French police will be given wider search and arrest power and will be allowed to close places of worship accused of condoning terror under a controversial bill France’s lower house of parliament overwhelmingly approved on Tuesday.
The counterterrorism bill will make permanent several measures put in place under a nearly two-year-old state of emergency.
The National Assembly passed the counterterrorism bill Tuesday by a 415-127 vote, with 19 lawmakers not taking part in the ballot. The law will now be heading to the Senate in the next few days or weeks and then will return to the lower house for a final vote.
The new legislation will allow authorities to confine suspected terrorism sympathizers to their neighborhoods, close places of worship accused of condoning terror and carry out more on-the-spot identity checks without the prior approval of a judge.
It will also allow the government to increase security perimeters in places deemed at risk, such as train stations and airports.
The law is expected to become permanent before a state of emergency, which was put in place after the 2015 Paris attacks, expires on November 1.

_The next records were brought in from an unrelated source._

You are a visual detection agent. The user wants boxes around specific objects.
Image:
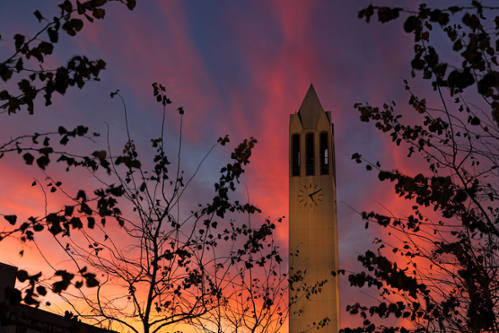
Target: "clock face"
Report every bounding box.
[298,184,324,207]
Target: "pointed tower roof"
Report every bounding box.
[298,84,324,129]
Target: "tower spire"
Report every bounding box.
[298,84,324,129]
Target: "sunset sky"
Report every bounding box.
[0,0,486,326]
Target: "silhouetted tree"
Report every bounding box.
[345,1,499,332]
[0,0,288,332]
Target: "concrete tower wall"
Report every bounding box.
[289,86,340,333]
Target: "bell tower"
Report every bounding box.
[289,85,340,333]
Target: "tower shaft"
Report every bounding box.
[289,86,340,333]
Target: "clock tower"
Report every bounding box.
[289,85,340,333]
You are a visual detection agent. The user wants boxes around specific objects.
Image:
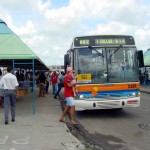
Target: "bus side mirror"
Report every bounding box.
[137,50,144,68]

The country has been under a state of emergency since the November 2015 Islamist attacks in Paris, which killed 130 people and left more than 400 injured. It’s the longest state of emergency since the Algerian War of the 1960s.
In July, French President Emmanuel Macron pledged to lift the order and transfer certain exception emergency policing powers into permanent law.
Interior Minister Gerard Collomb told parliament on Tuesday that the threat level was still “very serious.”
“We are still in a state of war,” he added, according to BBC News.
The new legislation encountered little public resistance as the country continues to reel from a string of terrorist attacks over the past two years.
The conservative Le Figaro newspaper recently found that 57 percent of French people were in favor of enshrining the measures into law.
Critics say the bill infringes on individual liberties and puts the country in a permanent state of emergency.
"The necessary control exerted by the judges to prevent abuses of individual rights are considerably weakened, leaving more discretionary powers to the police and administration," Pierre Bocquillon, a lecturer of politics at Britain's University of East Anglia, told Al Jazeera, said explaining the anti-terrorism law.
"By weakening the judiciary and empowering the executive, this represents a threat to the rule of law."
UN experts also raised objections in a letter to the French government last week.
Marine Le Pen, the leader of the far-right National Front party who ran a failed presidential bid, said the law did not go far enough in combatting the “Islamist ideology that is waging war on us,” according to France 24.
Since the declaration of state of emergency, France has continued to battle against seemingly increased attacks on its people.
Most recently – just this weekend – a suspected Tunisian radical stabbed two 20-year-old women to death in the Mediterranean port city of Marseille. The attack by 29-year-old Ahmed Hanachi, who was shot dead by anti-terrorism patrols, brings the number of people killed in attacks claimed by, or attributed to, jihadists since January 2015 to 241.
The attack in Marseille was the 10th major attack since the state of emergency was imposed.
Authorities say they have foiled 12 planned attacks so far this year, including arresting five people on Monday in a chic Paris neighborhood. A neighbor alerted authorities to suspicion activity early Saturday in an apartment building in the affluent 16th district of western Paris.
Inside authorities said they found an apparent ready-to-detonate bomb. A firing device, made with a mobile phone and connected to several wires, had been attached to these cylinders, law enforcement sources told Le Point newspaper.